Но, как и все стандартное, эти высказывания скорее затуманивают, нежели проясняют
ситуацию. Правда же состоит в том, что появление поэта О. Григорьева было для ленинградской
интеллигенции (скажем точнее: для ленинградского литературного андеграунда) буквально
– вопросом о жизни и смерти.
Для разъяснения
этого утверждения нам необходимо реконструировать культурную ситуацию в Ленинграде
шестидесятых годов двадцатого века. Не умея живописно передать атмосферу удушья,
скажем здесь запросто: город задыхался. Причем дело было вовсе не в ждановском наследии, не в твердолобости официальных инстанций,
не в нехватке публичности. Главный тиран молодого ленинградского
андеграунда, кое-как прораставшего из тихих бдений «арефьевского
круга», из скандальных перформансов «филологической школы»,
располагался чуть в тишине, чуть в стороне, в сорока километрах по Финляндской железной
дороге, в знаменитой келломяжской «будке». Неосмотрительно
провозгласив курс на преемственность культуры, узрев в заново изобретенном «Серебряном
веке» идеал и образец, независимая интеллигенция погибала теперь под чугунным задом
А. Ахматовой, под чудовищным давлением ее авторитета, ее поэтики, ее судьбы. Вряд
ли здесь стоит много распространяться о тоталитарном потенциале ахматовской позы – живущий в Санта-Монике литературовед высказался
по этому вопросу с исчерпывающей откровенностью и полнотой, сравнив
в том числе и легендарное комаровское уединение поэтессы
со «сталинским дискурсом осажденной крепости»[3]. Намного раньше, заметим, сходную тематику нащупывал и один из
выходцев «филологической школы», действуя, правда, в куда более осторожном модусе
шутливой реконструкции: «Если бы в 1930 году застрелилась Ахматова и к власти затем пришел бы Бухарин, и А. А. была бы названа “лучшей,
талантливейшей поэтессой нашей советской эпохи”: станция метро “Ахматовская” (мозаика с сероглазыми королями), танкер “Ахматова”,
переиздания вплоть до “Библиотеки пионера и школьника” – это был бы более трудный
путь для выживания культуры: лучше через будетлянство
и кубофутуризм добраться до Ахматовой и Мандельштама и
всего остального, чем любой другой путь»[4]. В шестидесятые годы торжественная поэтика А. Ахматовой угнетала
неофициальную литературу Ленинграда до состояния полнейшей неспособности что-либо
сказать на свой собственный манер. Юный И. Бродский только-только
начинал отыскивать альтернативы в бесконечных и бесформенных потоках речи, юный
Л. Аронзон только-только осваивал отмычку по имени В.

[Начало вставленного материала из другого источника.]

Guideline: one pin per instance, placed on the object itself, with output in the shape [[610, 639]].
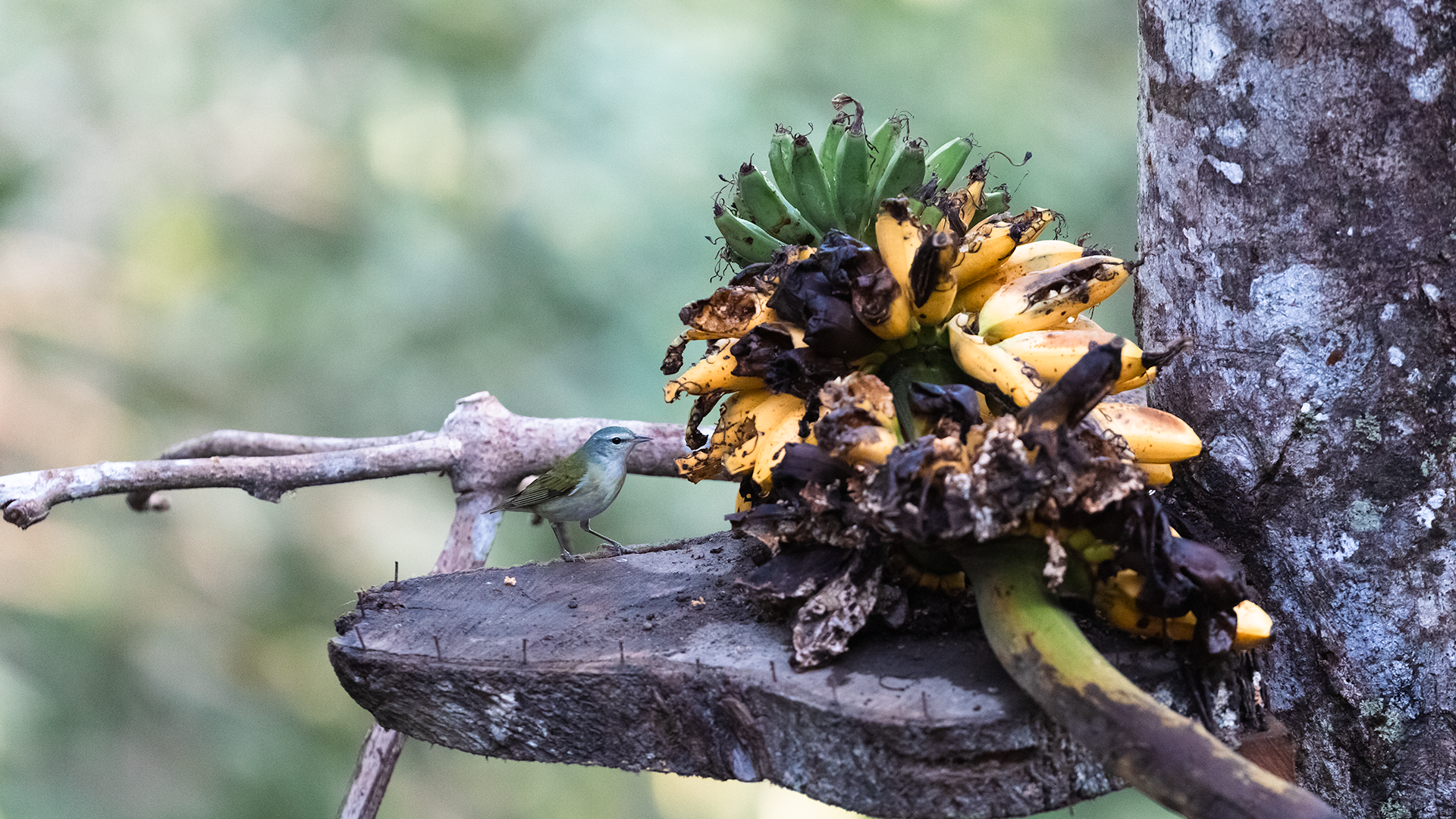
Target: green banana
[[781, 164], [745, 238], [816, 202], [946, 164], [770, 210], [881, 148], [993, 203], [830, 148], [905, 172], [852, 181]]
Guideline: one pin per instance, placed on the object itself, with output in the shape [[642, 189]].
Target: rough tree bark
[[1298, 178]]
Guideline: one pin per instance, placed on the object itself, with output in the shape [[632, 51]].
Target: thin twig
[[30, 496], [482, 447]]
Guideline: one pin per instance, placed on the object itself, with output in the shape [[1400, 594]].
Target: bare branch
[[372, 773], [242, 444], [30, 496], [484, 447]]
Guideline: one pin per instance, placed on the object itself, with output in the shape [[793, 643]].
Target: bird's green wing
[[548, 487]]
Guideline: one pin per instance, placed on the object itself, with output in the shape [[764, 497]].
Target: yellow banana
[[932, 262], [1047, 299], [1055, 352], [1036, 257], [873, 447], [770, 447], [1033, 257], [1116, 599], [1156, 474], [989, 365], [995, 240], [730, 433], [1152, 435], [1082, 322], [884, 314], [712, 372], [730, 312], [769, 414], [899, 238]]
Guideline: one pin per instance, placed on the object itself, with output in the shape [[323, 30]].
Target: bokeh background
[[337, 218]]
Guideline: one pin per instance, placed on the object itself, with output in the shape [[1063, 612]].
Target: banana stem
[[1163, 754]]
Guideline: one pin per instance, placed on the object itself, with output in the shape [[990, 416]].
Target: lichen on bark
[[1298, 180]]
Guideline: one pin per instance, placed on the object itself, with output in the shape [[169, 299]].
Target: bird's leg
[[610, 544], [564, 541]]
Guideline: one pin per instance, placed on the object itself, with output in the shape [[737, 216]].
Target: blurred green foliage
[[331, 218]]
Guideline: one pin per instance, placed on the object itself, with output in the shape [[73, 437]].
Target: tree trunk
[[1298, 180]]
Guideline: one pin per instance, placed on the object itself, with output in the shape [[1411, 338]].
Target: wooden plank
[[658, 662]]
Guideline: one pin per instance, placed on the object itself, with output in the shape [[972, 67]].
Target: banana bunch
[[836, 187], [1116, 599], [865, 254]]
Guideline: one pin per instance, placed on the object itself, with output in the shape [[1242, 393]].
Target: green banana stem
[[1163, 754]]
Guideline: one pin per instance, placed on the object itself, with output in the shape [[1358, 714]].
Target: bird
[[580, 487]]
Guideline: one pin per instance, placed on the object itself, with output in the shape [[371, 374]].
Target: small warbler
[[580, 487]]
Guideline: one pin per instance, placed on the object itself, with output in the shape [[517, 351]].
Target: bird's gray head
[[612, 444]]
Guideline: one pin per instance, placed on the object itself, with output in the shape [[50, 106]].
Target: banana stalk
[[1163, 754]]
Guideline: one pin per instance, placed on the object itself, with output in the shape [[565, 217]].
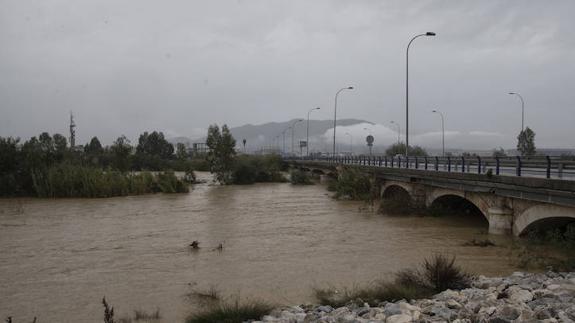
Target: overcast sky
[[126, 66]]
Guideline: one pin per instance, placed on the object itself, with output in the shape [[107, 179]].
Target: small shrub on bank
[[299, 177], [435, 275], [66, 180], [354, 184], [140, 315], [232, 313]]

Хлебников, в то время как все остальные погибали по полной.
По большому счету, в этот момент у ленинградского андеграунда было два пути: либо
почтительно сдохнуть под бременем ахматовского
авторитета, либо – свершить освободительное цареубийство.
Собственно, в
этом и состоял весь смысл срочного «призыва в поэзию» О. Григорьева. Написавший
свое первое, и, вероятно, самое знаменитое стихотворение в год отчисления из художественной
школы, О. Григорьев сокрушался в позднейших признаниях: «Я не отстоял себя как живописца».
Не отстоял – перед Судьбой, перед коллективным желанием андеграунда, властно поручившего
ему миссию матадора: прирезать-таки (мы сами не в силах!) священнейшую из коров.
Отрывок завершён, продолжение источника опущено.